On Torgau-field, behind that final Prussian half-moon, there reigned, all night, a confusion which no tongue can express. Poor wounded men by the hundred and the thousand, weltering in their blood, on the cold wet ground; not surgeons or nurses, but merciless predatory sutlers, equal to murder if necessary, waiting on them and on the happier that were dead. "Unutterable!" says Archenholtz; who, though wounded, had crawled or got carried to some village near. The living wandered about in gloom and uncertainty; lucky he whose haversack was still his, and a crust of bread in it: water was a priceless luxury, almost nowhere discoverable. Prussian Generals roved about with their staff-officers, seeking to reform their battalions; to little purpose. They had grown indignant, in some instances, and were vociferously imperative and minatory; but in the dark who need mind them? -they went raving elsewhere, and, for the first time, Prussian word of command saw itself futile. Pitch darkness, bitter cold, ground trampled into mire. On Siptitz Hill there is nothing that will burn: farther back, in the Domitsch Woods, are numerous fine fires, to which Austrians and Prussians alike gather: "Peace and truce between us; to-morrow morning we will see which are prisoners, which are captors. So pass the wild hours, all hearts longing for the dawn, and what decision it will bring.

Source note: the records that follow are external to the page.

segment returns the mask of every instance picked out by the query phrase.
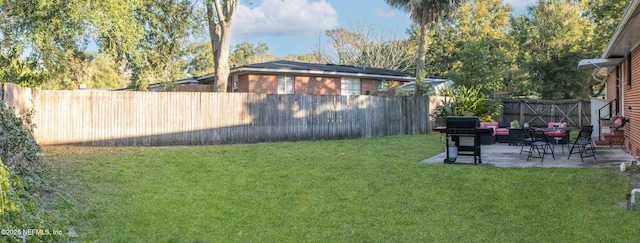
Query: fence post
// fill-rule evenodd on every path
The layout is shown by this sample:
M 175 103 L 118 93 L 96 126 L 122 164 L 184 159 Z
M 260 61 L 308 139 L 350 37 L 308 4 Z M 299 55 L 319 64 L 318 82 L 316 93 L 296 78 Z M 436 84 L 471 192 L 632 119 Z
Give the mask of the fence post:
M 578 126 L 582 127 L 582 99 L 578 100 Z
M 518 100 L 518 110 L 520 110 L 520 122 L 524 124 L 525 121 L 524 121 L 524 111 L 522 110 L 522 99 Z

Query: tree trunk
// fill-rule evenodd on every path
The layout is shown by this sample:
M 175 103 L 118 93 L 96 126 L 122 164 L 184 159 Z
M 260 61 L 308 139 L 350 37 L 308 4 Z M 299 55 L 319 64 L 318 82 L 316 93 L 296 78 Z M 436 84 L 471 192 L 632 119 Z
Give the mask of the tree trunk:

Friedrich, at Elsnig, found every hut full of wounded, and their surgeries, and miseries silent or loud. He himself took shelter in the little church; passed the night there. Busy about many things;-" using the altar," it seems, "by way of writing-table [self or secretaries kneeling, shall we fancy, on these new terms?], and the stairs of it as seat." Of the final Ziethen-Lestwitz effort he would scarcely hear the musketry or cannonade, being so far away from it. At what hour, or from whom first, he learned that the battle of Torgau had

become victory in the night-time, I know not: the anecdote books send him out in his cloak, wandering up and down before day-break; standing by the soldiers' fires; and at length, among the woods, in the faint incipiency of dawn, meeting a shadow which proves to be Ziethen himself in the body, with embraces and congratulations:-evidently mythical, though dramatic. Reach him the news soon did; and surely none could be welcomer. Headquarters change from the altar-steps in Elsnig Church to secular rooms at Torgau. Ziethen has already sped forth on the skirts of Lacy; whole army follows next day; and, on the war-theatre it is, on the sudden, a total change of scene. Conceivable to readers without the

details.

Hopes there were of getting back Dresden itself; but that, on closer view, proved unattemptable. Daun kept his Plauen Chasm, his few square miles of ground beyond; the rest of Saxony was Friedrich's, as heretofore. Loudon had tried hard on Kosel for a week; storming once, and a second time, very fiercely, Goltz being now near; but could make nothing of it; and, on wind of Goltz, went his way. The Russians, on sound of Torgau, shouldered arms, and made for Poland. Daun, for his own share, went to Vienna this winter; in need of surgery, and other things. The population there is rather disposed to be grumbly on its once heroic Fabius; wishes the Fabius were a little less cunctatory. But Imperial Majesty herself, one is proud to relate, drove out, in old Roman spirit, some miles, to meet him, her defeated, over-honored Daun, and to inquire graciously about his health, which is so important to the State.

Torgau was Daun's last battle: Daun's last battle; and, what is more, was Friedrich's last.-T. CARLYLE.